Eleven days after contact was lost with Flight 370 and its 239 passengers and crew, there has been minimal progress in determining what transpired when the Boeing 777 was deliberately diverted off its flight path and where it might have gone.

Two thirds of those on board were Chinese, and Malaysia had asked the authorities in Beijing to run an exhaustive background check on all their nationals.

Particular attention had been paid to one passenger from China’s Muslim ethnic Uighur minority, separatist elements of which have become increasingly militant in their struggle against Chinese rule.

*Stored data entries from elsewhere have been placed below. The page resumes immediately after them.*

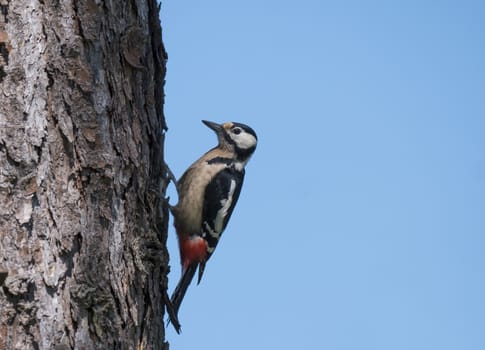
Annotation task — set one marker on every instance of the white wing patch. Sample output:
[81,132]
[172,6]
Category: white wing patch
[226,204]
[221,213]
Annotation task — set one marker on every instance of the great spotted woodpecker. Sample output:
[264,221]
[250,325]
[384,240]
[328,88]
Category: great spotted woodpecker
[208,192]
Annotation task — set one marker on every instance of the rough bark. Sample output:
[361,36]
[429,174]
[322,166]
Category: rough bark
[83,222]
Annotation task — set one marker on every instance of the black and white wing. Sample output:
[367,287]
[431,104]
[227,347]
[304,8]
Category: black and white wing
[220,198]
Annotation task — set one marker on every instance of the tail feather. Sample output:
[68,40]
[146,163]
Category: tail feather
[180,290]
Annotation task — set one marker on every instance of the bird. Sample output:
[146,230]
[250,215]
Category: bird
[207,194]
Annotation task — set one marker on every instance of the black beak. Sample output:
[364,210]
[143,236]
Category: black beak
[214,126]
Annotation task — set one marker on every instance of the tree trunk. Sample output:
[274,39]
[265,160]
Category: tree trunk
[83,220]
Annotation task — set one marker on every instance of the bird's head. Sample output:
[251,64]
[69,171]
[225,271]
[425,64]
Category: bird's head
[236,137]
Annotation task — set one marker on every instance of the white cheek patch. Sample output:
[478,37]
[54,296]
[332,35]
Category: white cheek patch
[245,140]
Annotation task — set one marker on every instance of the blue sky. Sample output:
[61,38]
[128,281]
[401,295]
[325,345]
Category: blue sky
[361,224]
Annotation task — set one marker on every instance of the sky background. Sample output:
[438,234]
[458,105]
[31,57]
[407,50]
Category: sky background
[361,223]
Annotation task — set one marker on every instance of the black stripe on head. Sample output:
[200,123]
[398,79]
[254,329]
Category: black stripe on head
[246,128]
[220,160]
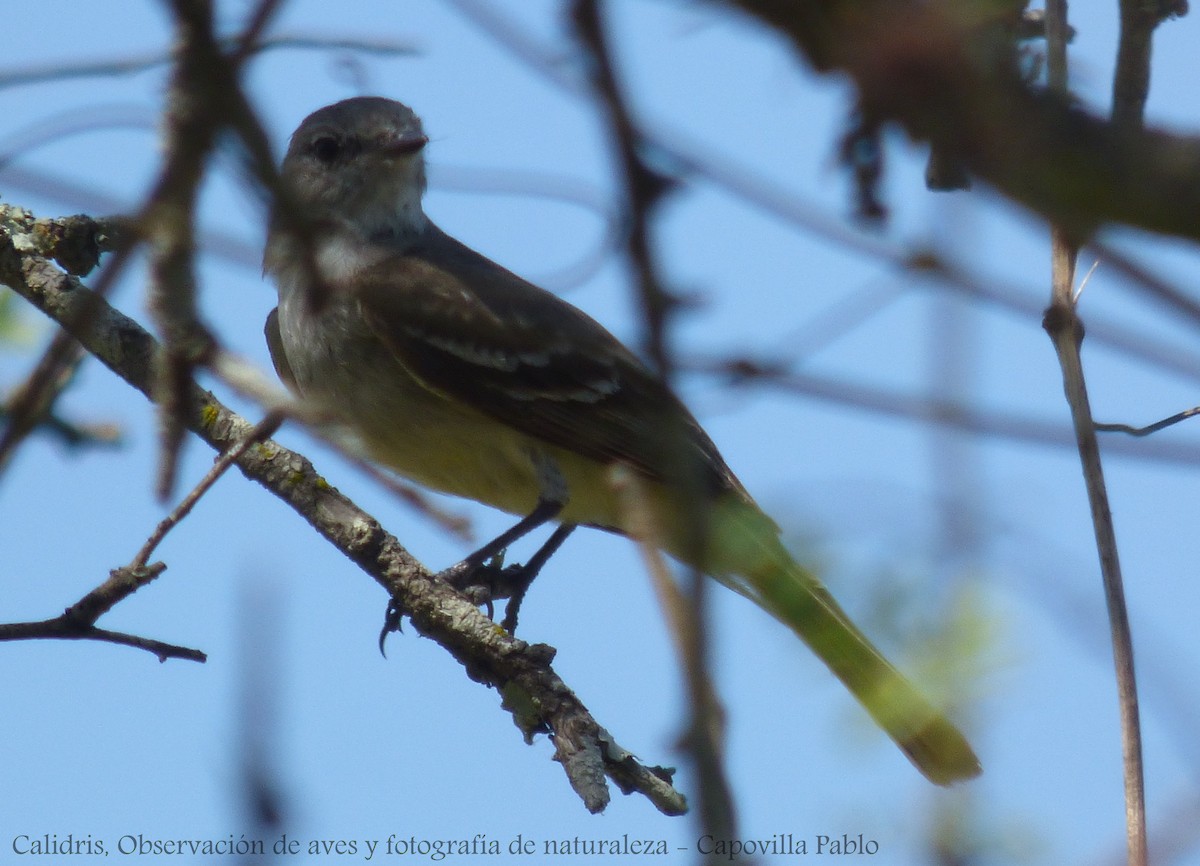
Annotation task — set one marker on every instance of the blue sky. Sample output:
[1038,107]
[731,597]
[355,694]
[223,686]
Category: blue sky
[105,741]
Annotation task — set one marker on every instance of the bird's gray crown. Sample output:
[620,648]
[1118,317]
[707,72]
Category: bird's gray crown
[358,162]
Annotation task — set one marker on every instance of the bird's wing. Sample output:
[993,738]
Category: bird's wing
[275,346]
[478,334]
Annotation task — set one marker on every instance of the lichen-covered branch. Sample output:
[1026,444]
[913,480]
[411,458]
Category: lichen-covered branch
[521,672]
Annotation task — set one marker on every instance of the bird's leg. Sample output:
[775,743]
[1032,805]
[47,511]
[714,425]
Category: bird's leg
[520,577]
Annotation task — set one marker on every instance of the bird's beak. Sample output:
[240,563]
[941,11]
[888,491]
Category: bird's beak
[405,145]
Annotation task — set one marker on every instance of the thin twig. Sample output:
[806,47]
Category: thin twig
[1150,428]
[541,701]
[1067,334]
[263,430]
[645,191]
[136,64]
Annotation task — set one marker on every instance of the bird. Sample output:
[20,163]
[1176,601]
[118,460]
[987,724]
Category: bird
[461,376]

On Tuesday, China’s ambassador to Malaysia Huang Huikang said no evidence had been found that would link anyone to a possible hijacking or terrorist attack on the jet, the official Xinhua news agency reported.

Huang also said China had begun searching for the aircraft in its own territory but gave no further details.

The potential search area, which was only properly identified after a week of fruitlessly scouring the South China Sea, is enormous — stretching from the depths of the southern Indian Ocean, up and over the Himalaya and into central Asia.

China’s state media has been vocally critical of Malaysia’s handling of the missing plane investigation, saying valuable time and resources were wasted in the hours and days immediately after the aircraft disappeared on March 8. READ: Chinese media slam Malaysia handling of missing flight.

On Monday, Premier Li Keqiang asked his Malaysian counterpart Najib Razak to provide more detailed information about the missing flight “in a timely, accurate and comprehensive manner”.

Malaysian officials insist they are investigating all the passengers and crew, but for the moment the focus is clearly on the two pilots — Captain Zaharie Ahmad Shah and First Officer Fariq Abdul Hamid.